Kötü bir damga gibiydi






Sercan Akyıldız

: 2009-2010 yıllarında Kara Harp Okulu'nda kaldım. Şok mangası mağdurlarındanım. Disiplin puanınız bir anda düşüyor, bir-iki hafta içerisinde 120 olan disiplin puanım 20'ye kadar indi. 'Ya atılacaksın ya da ayrıl' dediler. Ben ayrılmayı seçtim. Endüstri mühendisiyim şuanda. İstanbul Üniversitesi mezunuyum. İade-i itibarımızı istiyoruz. Bütün iş mülakatlarında sıkıntıyı yaşıyoruz. Bu bizde damga gibiydi 15 Temmuz'a kadar. Bugün haklılığımız ortaya çıktı. Bizim rütbelerimizi alanlar, şuanda sıralı komutanlarım, tuğgeneralden tutun, okul komutanımdan takım komutanıma kadar hepsi şuanda ya gözaltında ya firari durumda.

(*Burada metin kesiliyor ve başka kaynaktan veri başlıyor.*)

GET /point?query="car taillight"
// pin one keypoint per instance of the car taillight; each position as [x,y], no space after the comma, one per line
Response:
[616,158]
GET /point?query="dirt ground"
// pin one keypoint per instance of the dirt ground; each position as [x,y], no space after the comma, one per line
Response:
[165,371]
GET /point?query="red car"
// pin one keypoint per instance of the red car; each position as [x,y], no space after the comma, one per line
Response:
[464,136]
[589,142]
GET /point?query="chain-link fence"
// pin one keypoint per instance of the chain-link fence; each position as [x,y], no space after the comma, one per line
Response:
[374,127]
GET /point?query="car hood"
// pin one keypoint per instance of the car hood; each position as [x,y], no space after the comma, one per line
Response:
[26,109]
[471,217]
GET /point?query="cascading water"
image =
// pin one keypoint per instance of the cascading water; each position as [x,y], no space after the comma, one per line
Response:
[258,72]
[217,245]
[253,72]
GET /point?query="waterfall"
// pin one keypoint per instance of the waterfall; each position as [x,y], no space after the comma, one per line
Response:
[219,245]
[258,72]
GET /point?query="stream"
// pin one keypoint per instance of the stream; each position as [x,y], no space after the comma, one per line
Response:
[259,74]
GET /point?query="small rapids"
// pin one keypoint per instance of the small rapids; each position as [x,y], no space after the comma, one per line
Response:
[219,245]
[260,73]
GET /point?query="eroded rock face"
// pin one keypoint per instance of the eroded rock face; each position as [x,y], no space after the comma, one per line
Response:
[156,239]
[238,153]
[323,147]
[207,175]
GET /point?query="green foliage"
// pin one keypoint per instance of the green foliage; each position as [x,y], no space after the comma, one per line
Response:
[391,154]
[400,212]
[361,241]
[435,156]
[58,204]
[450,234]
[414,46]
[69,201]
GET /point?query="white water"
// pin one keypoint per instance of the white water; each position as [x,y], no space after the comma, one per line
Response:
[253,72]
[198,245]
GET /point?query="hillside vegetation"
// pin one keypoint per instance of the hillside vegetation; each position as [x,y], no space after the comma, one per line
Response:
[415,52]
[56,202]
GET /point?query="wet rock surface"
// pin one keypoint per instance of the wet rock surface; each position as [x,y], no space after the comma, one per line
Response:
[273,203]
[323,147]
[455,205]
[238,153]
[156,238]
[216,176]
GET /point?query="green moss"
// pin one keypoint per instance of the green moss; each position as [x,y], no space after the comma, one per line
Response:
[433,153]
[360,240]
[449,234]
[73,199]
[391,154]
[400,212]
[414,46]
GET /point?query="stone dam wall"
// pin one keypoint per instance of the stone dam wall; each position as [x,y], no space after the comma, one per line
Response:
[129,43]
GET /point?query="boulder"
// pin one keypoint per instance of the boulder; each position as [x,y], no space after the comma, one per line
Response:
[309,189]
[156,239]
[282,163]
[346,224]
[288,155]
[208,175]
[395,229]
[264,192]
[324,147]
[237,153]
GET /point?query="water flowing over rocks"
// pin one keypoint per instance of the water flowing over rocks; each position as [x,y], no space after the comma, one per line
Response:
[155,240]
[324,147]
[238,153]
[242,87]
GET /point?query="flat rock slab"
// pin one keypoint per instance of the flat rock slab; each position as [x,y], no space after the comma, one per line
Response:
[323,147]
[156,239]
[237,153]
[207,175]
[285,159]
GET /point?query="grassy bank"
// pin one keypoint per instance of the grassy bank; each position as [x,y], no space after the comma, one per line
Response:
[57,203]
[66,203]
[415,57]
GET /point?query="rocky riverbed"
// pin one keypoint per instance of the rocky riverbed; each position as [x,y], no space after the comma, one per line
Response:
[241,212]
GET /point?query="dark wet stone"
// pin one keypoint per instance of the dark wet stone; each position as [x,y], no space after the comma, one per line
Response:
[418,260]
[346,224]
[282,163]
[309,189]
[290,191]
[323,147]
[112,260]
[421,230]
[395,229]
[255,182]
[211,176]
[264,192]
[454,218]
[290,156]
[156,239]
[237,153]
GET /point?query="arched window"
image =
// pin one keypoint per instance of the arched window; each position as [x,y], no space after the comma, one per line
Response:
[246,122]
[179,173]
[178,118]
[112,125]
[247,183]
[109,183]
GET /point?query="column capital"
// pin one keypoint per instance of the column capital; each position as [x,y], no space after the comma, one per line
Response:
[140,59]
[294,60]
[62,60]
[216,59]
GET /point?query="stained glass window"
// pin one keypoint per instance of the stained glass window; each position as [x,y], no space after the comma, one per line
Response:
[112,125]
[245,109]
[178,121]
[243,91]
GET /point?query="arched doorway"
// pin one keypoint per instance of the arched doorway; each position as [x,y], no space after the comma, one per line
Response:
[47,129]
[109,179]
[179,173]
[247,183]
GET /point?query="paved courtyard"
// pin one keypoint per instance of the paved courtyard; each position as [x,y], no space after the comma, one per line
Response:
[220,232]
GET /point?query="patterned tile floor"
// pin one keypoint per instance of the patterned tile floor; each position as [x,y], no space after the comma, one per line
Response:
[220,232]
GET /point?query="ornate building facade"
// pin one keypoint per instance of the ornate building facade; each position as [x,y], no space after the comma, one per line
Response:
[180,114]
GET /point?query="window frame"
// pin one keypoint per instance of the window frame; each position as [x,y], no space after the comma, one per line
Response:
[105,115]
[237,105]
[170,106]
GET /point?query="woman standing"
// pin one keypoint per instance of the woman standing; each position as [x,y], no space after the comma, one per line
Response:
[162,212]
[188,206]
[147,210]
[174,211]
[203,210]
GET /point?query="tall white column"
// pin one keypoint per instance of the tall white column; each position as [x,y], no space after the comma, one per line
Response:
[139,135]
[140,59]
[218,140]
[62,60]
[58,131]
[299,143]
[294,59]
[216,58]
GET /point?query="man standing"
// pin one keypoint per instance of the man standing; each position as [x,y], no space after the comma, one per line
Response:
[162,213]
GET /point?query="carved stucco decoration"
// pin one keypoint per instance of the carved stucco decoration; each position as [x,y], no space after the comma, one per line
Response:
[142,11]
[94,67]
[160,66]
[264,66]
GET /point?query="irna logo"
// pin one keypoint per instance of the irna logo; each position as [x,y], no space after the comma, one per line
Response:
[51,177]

Aklandığımız gün 15 Temmuz'dur






Ümit Berkan Kılıç

: Anadolu Lisesi'nden mezun olduktan sonra, 2010'da Kara Harp Okulu'na girdim. 4 sene boyunca sistematik ve bilinçli bir şekilde ben ve benim gibi seçilmiş olan arkadaşlarım fiziksel ve psikolojik işkencelere maruz kaldık. Okuldan ayrılmak zorunda kaldık. İzne geldiğimde mahalledeki komşular bana 'komutan nasılsın hoş geldin' diye seslenirlerdi, ayrıldıktan sonra bu değişti tabi, 'kesin yüz kızartıcı bir şeyi var' diye bakıyorlardı. Oradan ayrıldıysanız siz suçlusunuzdur. 15 Temmuz gecesi itibarımızı halk nezdinde kazandık. Şimdi bunu devletimiz nezdinde istiyoruz. Çünkü devlet baki olandır. Birçok kişi dönmeyi istiyor. Buradaki bütün arkadaşımız devletinin milletinin emrinde olan pırıl pırıl, vatansever insanlar.



AYRI GÖZLE BAKIYORLARDI


Bilal Canöz: Ben disiplin gerekçesiyle çıkarıldım. Şuan Endüstri Mühendisiyim. 4 yıldır aktif olarak çalışıyorum. Biz ordudan ayrıldık, sosyal hayata adapte olmak konusunda çok sıkıntılar yaşadık. Onun dışında bundan yaklaşık 90 bin lira bir rakam tazminat tutarı geldi. Bu tazminatı ödeyebilmek için hepimiz çalıştık. Ordudan atılmak yüz kızartıcı bir suçtur. İş görüşmelerine gittik, niye atıldın diye sorulurdu, çoğunlukla reddettiler bizi. Üniversite hocalarımız bizlere ayrı bir gözle baktı. Aklandığımız tarihtir 15 Temmuz.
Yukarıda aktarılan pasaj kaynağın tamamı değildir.